Amino acids, peptides, and proteins are important constituents of food. They supply the required building blocks for protein biosynthesis. In addition, they directly contribute to the flavor of food and are precursors for aroma compounds and colors formed during thermal or enzymatic reactions in production, processing, and storage of food. Other food constituents, e.g. carbohydrate, take part in such reactions. Proteins also contribute significantly to the physical properties of food through their ability to build or stabilize gels, foams, dough, emulsions, and fibrillar structures.
There are a number of ways of classifying amino acids. Since their side chains are the deciding factors for intra- and intermolecular interactions in proteins and, hence, for protein properties, amino acids can be classified as:
- Amino acids with non-polar, uncharged side chains.
- Amino acids with uncharged, polar side chains.
- Amino acids with charged side chains.
Based on their nutritional/physiological roles, amino acids can be differentiated as:
- Essential amino acids
- Nonessential amino acids
The solubility of amino acids in water is high variable. Besides the extremely soluble proline, hydroxyproline, glycine, and alanine are also quite soluble.

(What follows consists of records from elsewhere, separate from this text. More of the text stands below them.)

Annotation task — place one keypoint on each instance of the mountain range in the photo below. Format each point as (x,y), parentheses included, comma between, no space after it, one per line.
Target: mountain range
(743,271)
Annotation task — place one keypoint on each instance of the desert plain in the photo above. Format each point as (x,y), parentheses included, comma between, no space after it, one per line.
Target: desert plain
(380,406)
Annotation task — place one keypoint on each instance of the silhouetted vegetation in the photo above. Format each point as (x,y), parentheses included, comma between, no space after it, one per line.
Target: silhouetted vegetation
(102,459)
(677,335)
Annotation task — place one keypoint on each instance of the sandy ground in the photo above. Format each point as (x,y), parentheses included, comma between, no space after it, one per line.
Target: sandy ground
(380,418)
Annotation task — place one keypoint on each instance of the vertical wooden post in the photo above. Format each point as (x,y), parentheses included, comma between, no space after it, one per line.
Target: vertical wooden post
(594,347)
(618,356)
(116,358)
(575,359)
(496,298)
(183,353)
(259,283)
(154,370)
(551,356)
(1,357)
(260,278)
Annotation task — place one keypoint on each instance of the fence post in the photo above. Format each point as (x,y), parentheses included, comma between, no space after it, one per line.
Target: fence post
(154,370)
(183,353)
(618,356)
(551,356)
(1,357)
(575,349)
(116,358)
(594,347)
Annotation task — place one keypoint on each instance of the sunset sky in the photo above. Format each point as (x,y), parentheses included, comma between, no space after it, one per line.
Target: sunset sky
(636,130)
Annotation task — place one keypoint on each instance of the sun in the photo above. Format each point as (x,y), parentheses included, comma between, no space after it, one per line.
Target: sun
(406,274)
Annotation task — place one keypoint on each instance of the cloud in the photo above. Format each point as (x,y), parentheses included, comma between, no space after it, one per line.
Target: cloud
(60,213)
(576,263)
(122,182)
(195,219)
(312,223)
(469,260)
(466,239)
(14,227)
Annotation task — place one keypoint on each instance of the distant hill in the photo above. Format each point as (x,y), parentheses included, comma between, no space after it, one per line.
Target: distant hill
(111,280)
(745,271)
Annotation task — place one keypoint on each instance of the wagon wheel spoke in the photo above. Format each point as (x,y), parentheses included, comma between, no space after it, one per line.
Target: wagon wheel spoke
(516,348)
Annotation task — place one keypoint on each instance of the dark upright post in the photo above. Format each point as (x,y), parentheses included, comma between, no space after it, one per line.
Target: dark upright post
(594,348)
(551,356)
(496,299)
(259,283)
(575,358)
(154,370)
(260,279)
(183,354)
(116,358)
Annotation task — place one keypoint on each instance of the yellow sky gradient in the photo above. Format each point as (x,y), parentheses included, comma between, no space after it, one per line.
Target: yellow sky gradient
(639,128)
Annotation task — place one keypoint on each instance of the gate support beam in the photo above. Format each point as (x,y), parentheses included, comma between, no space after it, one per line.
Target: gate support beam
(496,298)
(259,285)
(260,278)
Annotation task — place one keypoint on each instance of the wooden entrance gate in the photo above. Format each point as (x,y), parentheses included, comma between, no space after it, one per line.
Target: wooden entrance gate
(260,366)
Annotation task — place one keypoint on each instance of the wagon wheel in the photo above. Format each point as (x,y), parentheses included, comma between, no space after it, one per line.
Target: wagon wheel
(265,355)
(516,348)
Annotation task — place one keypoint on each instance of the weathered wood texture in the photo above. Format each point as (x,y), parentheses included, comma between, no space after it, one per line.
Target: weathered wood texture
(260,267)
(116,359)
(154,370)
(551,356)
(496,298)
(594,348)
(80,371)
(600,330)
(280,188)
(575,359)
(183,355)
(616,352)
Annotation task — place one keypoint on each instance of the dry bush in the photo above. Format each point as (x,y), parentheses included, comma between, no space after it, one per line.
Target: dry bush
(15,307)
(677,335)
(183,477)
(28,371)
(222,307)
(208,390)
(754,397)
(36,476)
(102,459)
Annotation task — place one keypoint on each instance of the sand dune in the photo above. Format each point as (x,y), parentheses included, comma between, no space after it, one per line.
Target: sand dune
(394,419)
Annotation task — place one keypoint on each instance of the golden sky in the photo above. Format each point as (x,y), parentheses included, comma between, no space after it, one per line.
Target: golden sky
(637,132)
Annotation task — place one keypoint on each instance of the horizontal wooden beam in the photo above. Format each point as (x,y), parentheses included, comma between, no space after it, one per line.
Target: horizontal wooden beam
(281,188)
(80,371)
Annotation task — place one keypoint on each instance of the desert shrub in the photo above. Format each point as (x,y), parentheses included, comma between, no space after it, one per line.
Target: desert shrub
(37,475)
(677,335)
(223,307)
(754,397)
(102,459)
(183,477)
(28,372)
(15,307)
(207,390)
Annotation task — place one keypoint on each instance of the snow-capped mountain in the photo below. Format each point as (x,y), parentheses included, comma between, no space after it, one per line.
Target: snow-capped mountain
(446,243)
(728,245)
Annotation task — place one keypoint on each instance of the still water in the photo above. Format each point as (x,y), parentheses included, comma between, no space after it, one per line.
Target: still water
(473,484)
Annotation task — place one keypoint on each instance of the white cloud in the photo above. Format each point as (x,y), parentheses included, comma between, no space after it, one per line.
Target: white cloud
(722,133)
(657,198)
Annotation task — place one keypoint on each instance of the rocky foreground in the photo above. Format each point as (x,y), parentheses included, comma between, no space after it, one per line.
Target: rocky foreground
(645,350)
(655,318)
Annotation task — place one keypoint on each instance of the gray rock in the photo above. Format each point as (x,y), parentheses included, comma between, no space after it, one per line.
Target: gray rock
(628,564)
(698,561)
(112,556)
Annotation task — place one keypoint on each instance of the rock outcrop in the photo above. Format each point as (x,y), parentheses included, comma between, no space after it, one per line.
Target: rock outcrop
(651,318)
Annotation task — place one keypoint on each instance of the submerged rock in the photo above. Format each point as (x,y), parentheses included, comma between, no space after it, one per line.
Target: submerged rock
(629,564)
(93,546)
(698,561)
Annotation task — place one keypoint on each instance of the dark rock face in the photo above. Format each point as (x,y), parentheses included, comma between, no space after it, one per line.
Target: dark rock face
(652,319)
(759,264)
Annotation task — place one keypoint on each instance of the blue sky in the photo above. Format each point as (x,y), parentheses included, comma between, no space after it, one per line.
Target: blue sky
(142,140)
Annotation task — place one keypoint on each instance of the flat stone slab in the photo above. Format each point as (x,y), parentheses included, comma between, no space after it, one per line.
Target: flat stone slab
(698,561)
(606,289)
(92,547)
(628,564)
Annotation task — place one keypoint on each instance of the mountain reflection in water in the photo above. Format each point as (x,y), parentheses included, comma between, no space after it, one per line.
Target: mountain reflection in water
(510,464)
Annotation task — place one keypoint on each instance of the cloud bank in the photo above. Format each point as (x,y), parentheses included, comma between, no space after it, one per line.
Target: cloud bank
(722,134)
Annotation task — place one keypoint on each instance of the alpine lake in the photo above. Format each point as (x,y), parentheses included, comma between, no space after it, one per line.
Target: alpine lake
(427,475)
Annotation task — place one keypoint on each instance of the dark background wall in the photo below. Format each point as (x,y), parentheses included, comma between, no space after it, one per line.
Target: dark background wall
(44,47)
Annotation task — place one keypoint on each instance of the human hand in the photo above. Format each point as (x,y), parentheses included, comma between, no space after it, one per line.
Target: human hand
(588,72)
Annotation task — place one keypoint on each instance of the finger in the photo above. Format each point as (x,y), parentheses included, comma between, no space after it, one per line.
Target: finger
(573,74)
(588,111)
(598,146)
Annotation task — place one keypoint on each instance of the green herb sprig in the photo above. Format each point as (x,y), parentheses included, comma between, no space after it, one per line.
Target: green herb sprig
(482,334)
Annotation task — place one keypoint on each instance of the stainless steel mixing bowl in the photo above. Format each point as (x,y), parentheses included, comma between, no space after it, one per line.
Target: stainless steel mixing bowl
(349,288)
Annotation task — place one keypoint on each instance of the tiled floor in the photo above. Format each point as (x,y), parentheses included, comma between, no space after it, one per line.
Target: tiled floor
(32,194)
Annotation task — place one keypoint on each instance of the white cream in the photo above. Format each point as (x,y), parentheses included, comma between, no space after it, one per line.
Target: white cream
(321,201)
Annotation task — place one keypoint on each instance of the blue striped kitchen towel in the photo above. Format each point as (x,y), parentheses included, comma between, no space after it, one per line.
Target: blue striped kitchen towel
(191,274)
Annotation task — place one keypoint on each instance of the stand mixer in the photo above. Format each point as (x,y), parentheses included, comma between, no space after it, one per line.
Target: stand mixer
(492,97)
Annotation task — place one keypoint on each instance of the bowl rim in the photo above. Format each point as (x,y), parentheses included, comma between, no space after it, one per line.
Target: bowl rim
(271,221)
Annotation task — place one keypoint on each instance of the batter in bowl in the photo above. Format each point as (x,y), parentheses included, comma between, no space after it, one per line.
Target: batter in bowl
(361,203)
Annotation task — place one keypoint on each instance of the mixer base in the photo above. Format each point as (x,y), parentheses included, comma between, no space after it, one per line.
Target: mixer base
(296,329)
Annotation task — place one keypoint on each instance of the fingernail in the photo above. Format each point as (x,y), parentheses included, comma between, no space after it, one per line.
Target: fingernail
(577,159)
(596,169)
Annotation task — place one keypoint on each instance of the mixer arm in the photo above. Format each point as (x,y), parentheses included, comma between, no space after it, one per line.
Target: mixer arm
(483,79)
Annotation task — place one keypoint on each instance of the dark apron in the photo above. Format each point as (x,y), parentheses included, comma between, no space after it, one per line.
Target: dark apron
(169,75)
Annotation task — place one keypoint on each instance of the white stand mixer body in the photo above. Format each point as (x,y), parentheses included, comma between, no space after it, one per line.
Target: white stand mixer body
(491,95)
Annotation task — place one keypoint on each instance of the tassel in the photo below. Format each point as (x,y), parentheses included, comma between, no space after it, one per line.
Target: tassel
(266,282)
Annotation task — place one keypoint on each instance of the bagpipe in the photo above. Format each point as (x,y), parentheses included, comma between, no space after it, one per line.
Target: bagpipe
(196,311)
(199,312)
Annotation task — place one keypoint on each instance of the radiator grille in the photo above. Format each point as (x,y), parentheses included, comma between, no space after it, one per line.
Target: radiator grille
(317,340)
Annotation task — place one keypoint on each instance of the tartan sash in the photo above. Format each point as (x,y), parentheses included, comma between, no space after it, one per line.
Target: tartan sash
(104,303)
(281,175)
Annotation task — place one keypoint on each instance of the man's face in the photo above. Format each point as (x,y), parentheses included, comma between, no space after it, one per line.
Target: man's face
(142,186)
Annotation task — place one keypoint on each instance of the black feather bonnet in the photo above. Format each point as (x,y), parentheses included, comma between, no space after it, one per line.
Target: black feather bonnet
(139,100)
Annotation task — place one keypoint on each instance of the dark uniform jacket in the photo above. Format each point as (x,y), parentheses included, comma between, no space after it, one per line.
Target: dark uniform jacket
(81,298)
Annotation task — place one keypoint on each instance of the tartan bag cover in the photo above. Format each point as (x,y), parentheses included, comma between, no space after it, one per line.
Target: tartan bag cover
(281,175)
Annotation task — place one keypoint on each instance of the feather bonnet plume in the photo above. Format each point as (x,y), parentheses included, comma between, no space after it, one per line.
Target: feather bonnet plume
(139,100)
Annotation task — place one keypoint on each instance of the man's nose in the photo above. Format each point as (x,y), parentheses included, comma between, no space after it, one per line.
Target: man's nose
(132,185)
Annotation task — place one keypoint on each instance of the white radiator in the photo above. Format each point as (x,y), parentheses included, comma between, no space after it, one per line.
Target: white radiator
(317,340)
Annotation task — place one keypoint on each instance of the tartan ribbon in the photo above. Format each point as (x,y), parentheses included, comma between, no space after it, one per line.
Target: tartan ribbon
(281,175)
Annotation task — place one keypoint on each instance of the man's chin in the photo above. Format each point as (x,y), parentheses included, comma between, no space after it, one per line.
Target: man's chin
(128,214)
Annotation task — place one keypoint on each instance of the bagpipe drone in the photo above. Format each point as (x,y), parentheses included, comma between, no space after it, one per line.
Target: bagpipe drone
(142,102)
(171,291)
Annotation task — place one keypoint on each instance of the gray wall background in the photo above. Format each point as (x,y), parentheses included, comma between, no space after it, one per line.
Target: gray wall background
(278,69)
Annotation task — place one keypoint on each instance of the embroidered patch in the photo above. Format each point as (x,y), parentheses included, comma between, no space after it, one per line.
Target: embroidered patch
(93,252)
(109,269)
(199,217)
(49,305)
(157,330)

Amino acids show the usual reactions of both carboxylic acids and amines. Reactions specificity is due to the presence of both carboxyl and amino groups and, occasionally, of other functional groups.
Free amino acids can contribute to the flavor of protein-rich foods in which hydrolytic processes occur (e.g. meat, fish, or cheese). Taste quality is influenced by the molecular configuration.
Peptides are formed by binding amino acids together through an amide linkage. On the other hand, peptide hydrolysis results in free amino acids. By convention, the amino acid residue with the free amino group is always placed on the left. The amino acids of the chain ends are denoted as N-terminal and C-terminal amino acid residues. The peptide linkage direction in cyclic peptides in indicated by an arrow.
While the taste quality of amino acids does depend on configuration, peptides, except for the sweet dipeptide esters of aspartic acid, are neutral or bitter in taste, with no relationship to configuration. As with amino acids, the taste intensity is influenced by the hydrophobicity of the side chains. The taste intensity does not appear to be dependent on amino acid sequence.
Peptides are widespread in nature. They are often involved in specific biological activities (peptide hormones, peptide toxins, peptide antibiotics).
The structure of a protein is dependent on the amino acid sequence (the primary structure), which determines the molecular conformation (secondary and tertiary structures). Proteins sometimes occur as molecular aggregates, which are arranged in an orderly geometric fashion (quaternary structure).
The term denaturation denotes a reversible or irreversible change of native conformation (tertiary structure) without cleavage of covalent bonds (except for disulfide bridges). Denaturation is possible with any treatment that cleaves hydrogen bridges, ionic or hydrophobic bonds. This can be accomplished by: changing the temperature, adjusting the pH, increasing the interface area, or adding organic solvents, salts, urea, guanidine hydrochloride or detergents.
From a food processing point of view, the aims of modification of proteins are:
1. Blocking the reactions involved n deterioration of food.
2. Improving some physical properties of proteins.
3. Improving the nutritional value (increasing the extent of digestibility, inactivation of toxic or other undesirable constituents, introducing essential ingredients such as some amino acids).
The following protein sources are suitable for the production of texturized products: soya; casein; wheat gluten; oilseed meals such as from cotton-seed, groundnut, sesame, sunflower, safflower, corn protein; yeast; whey; blood plasma; or packing plant offal such as lungs or stomach tissue.